Très bien ? C'était tout ce qu'il trouvait à dire ? Mon visage fermé se durcit un peu plus encore. Je n'allais pas supporter sa lenteur et sa légèreté une minute de plus. J'expliquai alors, à un débit rapide :
"Je suis rentré vers neuf heures et quart chez moi. J'ai découvert Cassandre entrant dans la maison. J'ai voulu vous appelez vous, les flics, mais j'ai ensuite vu ma femme. Elle était morte."

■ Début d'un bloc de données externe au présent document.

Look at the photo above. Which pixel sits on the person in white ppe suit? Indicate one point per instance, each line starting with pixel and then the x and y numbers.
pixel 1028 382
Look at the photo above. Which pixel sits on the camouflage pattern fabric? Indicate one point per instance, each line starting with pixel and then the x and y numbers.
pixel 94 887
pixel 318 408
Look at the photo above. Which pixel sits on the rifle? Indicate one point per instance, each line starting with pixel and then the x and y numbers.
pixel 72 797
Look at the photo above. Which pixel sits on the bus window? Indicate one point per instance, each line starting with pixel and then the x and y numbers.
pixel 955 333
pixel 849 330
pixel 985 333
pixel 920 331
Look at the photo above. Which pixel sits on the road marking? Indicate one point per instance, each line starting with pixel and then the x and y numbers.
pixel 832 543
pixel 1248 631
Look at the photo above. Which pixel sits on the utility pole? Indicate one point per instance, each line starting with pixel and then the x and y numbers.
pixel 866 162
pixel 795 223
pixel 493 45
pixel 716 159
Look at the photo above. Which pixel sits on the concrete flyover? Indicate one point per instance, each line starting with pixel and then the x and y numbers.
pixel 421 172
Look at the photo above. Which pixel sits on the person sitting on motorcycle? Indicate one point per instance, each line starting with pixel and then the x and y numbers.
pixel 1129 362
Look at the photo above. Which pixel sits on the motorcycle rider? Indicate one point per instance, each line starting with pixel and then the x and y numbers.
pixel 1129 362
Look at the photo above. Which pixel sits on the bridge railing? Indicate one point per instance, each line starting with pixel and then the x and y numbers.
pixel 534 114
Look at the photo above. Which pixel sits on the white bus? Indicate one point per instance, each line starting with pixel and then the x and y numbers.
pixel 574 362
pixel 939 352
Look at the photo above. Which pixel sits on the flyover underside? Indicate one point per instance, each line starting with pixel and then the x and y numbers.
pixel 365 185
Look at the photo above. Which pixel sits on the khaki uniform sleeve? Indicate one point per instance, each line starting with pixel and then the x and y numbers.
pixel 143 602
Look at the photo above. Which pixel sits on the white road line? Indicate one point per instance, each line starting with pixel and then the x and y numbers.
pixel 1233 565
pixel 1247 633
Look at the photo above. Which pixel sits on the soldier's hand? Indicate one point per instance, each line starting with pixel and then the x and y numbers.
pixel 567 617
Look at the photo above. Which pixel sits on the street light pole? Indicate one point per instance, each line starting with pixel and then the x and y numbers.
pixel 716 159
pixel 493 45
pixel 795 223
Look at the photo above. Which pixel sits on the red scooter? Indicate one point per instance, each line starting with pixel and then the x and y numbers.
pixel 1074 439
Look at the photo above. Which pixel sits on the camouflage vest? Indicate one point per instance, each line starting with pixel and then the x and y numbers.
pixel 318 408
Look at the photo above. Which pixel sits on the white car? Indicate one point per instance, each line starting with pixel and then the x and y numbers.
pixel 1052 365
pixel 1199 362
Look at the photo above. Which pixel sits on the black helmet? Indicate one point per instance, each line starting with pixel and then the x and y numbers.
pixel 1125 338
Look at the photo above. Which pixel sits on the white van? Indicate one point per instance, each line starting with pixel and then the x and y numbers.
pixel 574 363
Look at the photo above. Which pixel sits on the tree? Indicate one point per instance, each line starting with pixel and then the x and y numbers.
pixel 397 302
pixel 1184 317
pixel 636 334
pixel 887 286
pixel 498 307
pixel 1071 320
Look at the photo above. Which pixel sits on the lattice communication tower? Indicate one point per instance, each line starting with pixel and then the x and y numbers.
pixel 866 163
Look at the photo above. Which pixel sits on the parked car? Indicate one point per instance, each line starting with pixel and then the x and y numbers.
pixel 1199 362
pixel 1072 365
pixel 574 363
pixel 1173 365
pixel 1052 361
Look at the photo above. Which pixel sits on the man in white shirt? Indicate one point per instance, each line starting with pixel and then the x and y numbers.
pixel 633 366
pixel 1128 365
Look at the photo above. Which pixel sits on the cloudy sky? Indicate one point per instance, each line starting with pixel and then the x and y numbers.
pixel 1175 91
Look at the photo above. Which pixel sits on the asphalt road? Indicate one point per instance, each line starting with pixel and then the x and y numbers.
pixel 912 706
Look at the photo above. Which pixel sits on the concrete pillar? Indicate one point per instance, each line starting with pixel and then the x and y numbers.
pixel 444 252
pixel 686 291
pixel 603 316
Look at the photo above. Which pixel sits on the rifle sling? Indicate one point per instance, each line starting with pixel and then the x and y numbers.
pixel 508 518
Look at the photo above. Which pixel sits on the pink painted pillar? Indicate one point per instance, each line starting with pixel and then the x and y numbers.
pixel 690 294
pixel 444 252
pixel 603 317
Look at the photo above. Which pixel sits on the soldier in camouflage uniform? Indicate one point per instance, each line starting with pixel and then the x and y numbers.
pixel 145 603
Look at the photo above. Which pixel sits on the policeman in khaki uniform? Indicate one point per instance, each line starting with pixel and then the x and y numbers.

Ma voix se brisa sur ces mots, je ravalai ma peine et poursuivis :
"Elle était attachée à une chaise. Je ne vous décrirais pas la scène, vous avez moyen de connaître les détails sans moi. J'ai ensuite frappé Cassandre contre le mur, parce qu'elle a tenté de me blesser avec son couteau. Elle a perdu connaissance. Je suis allé libérer les enfants et j'ai prévenu la police. Voilà ce qu'il s'est passé. Maintenant que vous avez ma version des faits, vous pouvez sortir."
Le policier leva lentement les yeux vers moi et finit de gribouiller sur son cahier. Il se remit sur ses jambes, à une allure consternante et sortit en me saluant sans grande conviction.
Je rejetai la couverture à l'autre bout du lit, exaspéré. C'était donc tout l'intérêt que la police portait à cette affaire ?
Je ramassai rapidement mes affaires et sortit de l'hôpital. Il pleuvait à verse dehors. Je devais maintenant aller récupérer mes enfants chez ma belle famille et j'étais certain que cela n'allait pas être une chose aisée.